Für jede Grundschule und für jeden Bildungsgang, in dem die Berufsschulpflicht erfüllt werden kann, wird unter Berücksichtigung der genehmigten Schulentwicklungsplanung der Schulbezirk bestimmt, für den die Schule örtlich zuständig ist.
Die Regelungen über die freie Schulwahl in § 8 Abs. 2 Satz 2 und § 8a Satz 6 bleiben unberührt.
Schulbezirke können sich überschneiden oder deckungsgleich sein.
Wenn sich Schulbezirke überschneiden wird auch geregelt, welche öffentliche Stelle für Schulpflichtige aus dem Überschneidungsgebiet die zuständige Schule bestimmt.

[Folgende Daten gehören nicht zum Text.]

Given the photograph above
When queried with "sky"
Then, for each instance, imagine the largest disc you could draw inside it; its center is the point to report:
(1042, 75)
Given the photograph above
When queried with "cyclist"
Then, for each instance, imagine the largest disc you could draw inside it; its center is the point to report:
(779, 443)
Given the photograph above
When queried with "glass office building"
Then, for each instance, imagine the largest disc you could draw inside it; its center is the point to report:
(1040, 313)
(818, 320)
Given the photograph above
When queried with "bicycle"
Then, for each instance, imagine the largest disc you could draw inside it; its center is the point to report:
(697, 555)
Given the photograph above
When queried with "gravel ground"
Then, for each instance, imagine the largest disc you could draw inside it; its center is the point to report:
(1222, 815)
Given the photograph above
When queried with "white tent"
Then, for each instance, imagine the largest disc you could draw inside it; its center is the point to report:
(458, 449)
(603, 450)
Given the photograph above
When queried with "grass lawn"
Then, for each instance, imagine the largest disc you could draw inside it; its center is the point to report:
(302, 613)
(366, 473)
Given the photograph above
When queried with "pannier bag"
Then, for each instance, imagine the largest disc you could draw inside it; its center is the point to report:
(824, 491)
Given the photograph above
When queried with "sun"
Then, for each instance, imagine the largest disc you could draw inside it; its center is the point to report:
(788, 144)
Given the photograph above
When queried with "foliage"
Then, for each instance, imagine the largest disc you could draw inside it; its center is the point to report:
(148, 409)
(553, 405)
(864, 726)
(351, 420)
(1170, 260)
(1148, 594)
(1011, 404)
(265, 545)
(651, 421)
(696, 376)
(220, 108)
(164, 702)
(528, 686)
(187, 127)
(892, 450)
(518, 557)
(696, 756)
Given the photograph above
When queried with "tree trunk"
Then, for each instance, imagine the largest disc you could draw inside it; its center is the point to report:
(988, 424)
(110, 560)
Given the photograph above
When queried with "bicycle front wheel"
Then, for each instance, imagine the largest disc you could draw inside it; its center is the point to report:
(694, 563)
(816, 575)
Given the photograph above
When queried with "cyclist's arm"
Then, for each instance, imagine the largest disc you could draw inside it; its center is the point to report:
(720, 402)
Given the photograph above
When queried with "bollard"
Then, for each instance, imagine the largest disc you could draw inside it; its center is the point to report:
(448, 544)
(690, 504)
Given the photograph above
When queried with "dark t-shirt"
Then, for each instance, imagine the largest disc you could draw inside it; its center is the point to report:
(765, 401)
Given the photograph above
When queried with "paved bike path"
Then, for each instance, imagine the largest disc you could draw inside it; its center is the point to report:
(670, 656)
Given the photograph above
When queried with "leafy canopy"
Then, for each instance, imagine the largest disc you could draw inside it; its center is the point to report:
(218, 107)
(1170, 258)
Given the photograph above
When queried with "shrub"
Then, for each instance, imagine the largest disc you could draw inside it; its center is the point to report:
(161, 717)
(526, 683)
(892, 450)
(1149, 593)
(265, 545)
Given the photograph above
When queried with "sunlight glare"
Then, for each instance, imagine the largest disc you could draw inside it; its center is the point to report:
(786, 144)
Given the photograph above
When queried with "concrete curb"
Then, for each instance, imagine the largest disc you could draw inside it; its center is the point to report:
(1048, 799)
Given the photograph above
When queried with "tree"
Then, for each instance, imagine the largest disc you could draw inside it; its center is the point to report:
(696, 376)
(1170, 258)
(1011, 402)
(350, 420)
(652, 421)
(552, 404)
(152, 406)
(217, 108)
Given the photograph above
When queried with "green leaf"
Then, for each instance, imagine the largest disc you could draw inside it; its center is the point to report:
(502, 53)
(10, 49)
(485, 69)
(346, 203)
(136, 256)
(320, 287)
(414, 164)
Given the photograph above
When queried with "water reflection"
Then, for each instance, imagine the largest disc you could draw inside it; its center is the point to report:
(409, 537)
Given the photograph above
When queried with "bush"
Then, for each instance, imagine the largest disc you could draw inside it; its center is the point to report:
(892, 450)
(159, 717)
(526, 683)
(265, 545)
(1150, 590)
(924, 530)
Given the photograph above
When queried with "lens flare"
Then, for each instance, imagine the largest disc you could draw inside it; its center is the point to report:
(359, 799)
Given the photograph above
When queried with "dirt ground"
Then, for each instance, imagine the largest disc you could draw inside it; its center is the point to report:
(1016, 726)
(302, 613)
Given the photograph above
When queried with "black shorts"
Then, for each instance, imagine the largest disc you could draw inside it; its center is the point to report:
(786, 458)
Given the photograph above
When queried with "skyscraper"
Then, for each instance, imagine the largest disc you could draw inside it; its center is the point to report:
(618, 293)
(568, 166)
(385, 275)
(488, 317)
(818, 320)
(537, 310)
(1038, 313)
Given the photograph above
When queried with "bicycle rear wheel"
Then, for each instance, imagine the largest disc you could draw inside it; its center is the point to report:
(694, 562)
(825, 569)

Übersteigt bei deckungsgleichen Schulbezirken die Zahl der Anmeldungen die Aufnahmekapazität einer Schule, so richtet sich die Auswahl nach der Nähe der Wohnung zur Schule und nach dem Vorliegen eines wichtigen Grundes gemäß Absatz 4 Satz 3.
Wird eine Schule an mehreren Standorten geführt, so kann für jeden Standort ein eigener Schulbezirk festgelegt werden.
Grundschülerinnen und Grundschüler sowie Berufsschulpflichtige besuchen die für die Wohnung oder den gewöhnlichen Aufenthalt zuständige Schule.
Wer sich in einem Ausbildungs- oder Arbeitsverhältnis befindet oder an einer Arbeitsförderungsmaßnahme nach Bundesrecht oder einer Maßnahme der Jugendhilfe teilnimmt, besucht das für die Ausbildungs- oder Arbeitsstätte zuständige Oberstufenzentrum.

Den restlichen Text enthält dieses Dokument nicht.